Ce fut dans un de ces établissements qu’il rencontra Lili-la-Salope, figurante dans les théâtres et « faisant » les gares après minuit, autant par amour du noctambulisme que par besoin d’argent. Cette femme a raconté plus tard que Flagothier lui paya plusieurs consommations et que brusquement, sans qu’elle sût pourquoi, il se mit à lui conter longuement, avec des détails dramatiques, l’histoire « d’un de ses amis », lâchant sa femme légitime et sa situation pour suivre une actrice dont il était follement épris. Il fit même, de cette actrice, un portrait tellement enthousiaste, que Lili-la-Salope en fut humiliée et en conçut du dépit.

— « Nous » ne valons pourtant pas que les hommes se flanquent dans la mélasse comme ça pour « nous », répondit-elle, car elle avait la manie de généraliser ; il faut vraiment que ton ami soit encore plus bête que mes pieds. Tu devrais aller l’empoigner par le col de sa jasse et le ramener chez sa femme avec des coups de pied dans son derrière…

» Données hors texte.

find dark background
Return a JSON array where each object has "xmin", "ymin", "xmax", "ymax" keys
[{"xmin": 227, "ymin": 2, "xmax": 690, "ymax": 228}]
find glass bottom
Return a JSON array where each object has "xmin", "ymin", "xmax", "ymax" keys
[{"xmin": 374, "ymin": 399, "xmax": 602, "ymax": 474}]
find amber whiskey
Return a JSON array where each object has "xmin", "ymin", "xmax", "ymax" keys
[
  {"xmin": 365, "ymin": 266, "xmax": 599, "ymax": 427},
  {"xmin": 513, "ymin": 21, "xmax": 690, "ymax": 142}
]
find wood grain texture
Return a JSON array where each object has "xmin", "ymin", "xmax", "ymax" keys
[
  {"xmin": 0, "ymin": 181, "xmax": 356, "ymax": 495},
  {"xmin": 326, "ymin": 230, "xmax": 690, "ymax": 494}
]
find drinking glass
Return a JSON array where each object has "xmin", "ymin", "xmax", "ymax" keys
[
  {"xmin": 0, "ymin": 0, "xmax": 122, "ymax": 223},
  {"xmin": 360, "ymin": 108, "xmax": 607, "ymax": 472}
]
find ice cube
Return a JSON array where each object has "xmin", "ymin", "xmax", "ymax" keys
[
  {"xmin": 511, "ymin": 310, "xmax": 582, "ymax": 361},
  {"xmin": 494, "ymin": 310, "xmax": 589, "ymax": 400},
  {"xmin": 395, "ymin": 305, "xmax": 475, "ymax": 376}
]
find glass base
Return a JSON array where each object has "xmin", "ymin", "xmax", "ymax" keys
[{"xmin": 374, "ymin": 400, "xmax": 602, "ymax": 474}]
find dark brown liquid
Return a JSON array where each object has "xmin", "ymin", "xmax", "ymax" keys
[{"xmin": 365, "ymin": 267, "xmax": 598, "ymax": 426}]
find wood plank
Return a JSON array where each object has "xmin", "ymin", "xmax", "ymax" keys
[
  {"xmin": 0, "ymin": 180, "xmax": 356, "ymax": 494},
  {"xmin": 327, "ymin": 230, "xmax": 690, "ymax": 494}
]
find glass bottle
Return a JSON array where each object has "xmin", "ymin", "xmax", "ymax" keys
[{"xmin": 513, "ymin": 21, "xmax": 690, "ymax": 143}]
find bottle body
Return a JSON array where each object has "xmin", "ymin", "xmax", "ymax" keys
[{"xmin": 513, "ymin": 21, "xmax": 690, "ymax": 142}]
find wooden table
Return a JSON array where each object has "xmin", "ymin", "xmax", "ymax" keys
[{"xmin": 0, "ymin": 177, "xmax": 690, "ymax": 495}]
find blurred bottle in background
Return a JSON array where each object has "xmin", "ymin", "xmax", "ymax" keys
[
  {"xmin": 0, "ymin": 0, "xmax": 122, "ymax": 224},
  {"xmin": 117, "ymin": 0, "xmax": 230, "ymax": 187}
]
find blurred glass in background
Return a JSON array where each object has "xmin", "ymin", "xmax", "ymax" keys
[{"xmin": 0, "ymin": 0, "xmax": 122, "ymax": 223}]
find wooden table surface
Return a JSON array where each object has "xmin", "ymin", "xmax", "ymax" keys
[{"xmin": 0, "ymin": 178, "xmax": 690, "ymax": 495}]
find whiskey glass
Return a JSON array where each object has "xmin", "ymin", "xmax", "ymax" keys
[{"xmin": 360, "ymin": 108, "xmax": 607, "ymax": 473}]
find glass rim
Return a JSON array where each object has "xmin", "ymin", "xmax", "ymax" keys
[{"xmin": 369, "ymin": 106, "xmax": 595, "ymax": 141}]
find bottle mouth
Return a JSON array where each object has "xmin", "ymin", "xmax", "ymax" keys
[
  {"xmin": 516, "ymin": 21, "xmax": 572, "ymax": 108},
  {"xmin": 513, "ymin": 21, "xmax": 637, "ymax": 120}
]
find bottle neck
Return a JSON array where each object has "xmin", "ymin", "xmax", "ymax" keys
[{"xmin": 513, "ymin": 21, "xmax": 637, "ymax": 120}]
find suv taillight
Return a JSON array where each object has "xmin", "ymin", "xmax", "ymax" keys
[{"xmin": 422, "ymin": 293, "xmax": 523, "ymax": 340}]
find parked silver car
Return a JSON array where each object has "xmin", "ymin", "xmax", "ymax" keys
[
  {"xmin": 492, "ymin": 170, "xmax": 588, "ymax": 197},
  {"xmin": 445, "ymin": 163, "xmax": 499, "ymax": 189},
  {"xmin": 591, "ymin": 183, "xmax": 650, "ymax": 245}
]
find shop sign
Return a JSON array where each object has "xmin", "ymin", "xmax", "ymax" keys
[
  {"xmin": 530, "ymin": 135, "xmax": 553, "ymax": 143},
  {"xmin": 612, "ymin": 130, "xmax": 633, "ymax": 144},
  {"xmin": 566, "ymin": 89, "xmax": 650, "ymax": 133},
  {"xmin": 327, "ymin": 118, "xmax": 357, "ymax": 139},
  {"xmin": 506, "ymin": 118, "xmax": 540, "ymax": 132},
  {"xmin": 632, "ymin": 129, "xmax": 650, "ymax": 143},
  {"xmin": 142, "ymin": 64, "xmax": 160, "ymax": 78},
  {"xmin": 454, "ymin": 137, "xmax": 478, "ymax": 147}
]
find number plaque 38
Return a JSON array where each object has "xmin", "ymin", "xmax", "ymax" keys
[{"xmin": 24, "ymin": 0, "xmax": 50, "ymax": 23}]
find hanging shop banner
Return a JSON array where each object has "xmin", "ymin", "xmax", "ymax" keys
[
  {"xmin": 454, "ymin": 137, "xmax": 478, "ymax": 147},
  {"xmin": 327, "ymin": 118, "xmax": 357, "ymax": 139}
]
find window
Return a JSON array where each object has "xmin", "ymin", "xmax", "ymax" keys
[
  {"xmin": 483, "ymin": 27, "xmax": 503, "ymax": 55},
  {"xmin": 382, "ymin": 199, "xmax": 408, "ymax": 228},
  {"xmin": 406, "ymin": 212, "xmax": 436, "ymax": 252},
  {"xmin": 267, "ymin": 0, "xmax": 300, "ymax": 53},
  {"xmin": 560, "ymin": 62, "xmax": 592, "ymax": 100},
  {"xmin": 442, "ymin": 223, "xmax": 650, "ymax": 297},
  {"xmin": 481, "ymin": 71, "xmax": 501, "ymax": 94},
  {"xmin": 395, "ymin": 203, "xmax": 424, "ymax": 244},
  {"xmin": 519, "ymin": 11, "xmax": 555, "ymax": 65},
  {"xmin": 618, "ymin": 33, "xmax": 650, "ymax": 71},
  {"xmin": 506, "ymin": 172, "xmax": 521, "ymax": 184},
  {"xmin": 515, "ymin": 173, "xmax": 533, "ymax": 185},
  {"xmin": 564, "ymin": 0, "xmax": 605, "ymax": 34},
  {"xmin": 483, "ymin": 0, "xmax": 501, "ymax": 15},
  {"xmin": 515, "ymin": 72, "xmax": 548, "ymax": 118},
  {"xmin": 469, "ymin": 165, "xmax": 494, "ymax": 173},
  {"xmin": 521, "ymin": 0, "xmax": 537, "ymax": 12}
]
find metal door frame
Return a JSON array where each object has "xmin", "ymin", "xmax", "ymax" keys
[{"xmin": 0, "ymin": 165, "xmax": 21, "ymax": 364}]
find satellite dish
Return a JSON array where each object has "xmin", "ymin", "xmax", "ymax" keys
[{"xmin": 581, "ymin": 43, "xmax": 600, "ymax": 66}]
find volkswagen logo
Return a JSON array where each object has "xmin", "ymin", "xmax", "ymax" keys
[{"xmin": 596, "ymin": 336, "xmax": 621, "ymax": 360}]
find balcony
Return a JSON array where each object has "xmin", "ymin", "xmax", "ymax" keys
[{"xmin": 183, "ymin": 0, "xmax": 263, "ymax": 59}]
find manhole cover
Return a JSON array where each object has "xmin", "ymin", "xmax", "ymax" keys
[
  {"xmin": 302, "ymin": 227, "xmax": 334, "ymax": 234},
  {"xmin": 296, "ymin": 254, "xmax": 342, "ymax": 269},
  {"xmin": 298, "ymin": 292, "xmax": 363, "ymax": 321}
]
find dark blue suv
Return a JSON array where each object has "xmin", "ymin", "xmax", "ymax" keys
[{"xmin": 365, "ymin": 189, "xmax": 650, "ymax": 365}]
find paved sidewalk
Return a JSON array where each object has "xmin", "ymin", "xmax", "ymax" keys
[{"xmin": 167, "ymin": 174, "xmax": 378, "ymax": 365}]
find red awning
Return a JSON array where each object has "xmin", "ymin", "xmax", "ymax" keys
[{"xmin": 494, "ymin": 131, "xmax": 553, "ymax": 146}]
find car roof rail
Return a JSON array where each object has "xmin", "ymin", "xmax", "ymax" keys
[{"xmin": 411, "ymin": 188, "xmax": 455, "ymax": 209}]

Alors il devint amer, agressif et querelleur, au point que, comme enfin, elle lui demandait pourquoi il lui avait fait cette confidence, il répondit :

— Parce que cette histoire est tellement sale qu’on est heureux de trouver une p… pour pouvoir la raconter.

Sur ces mots sans délicatesse, elle le quitta, emportant une impression très nette qu’elle formula aussi : « Ça est un que les chagrins ont fait devenir louffoc ! »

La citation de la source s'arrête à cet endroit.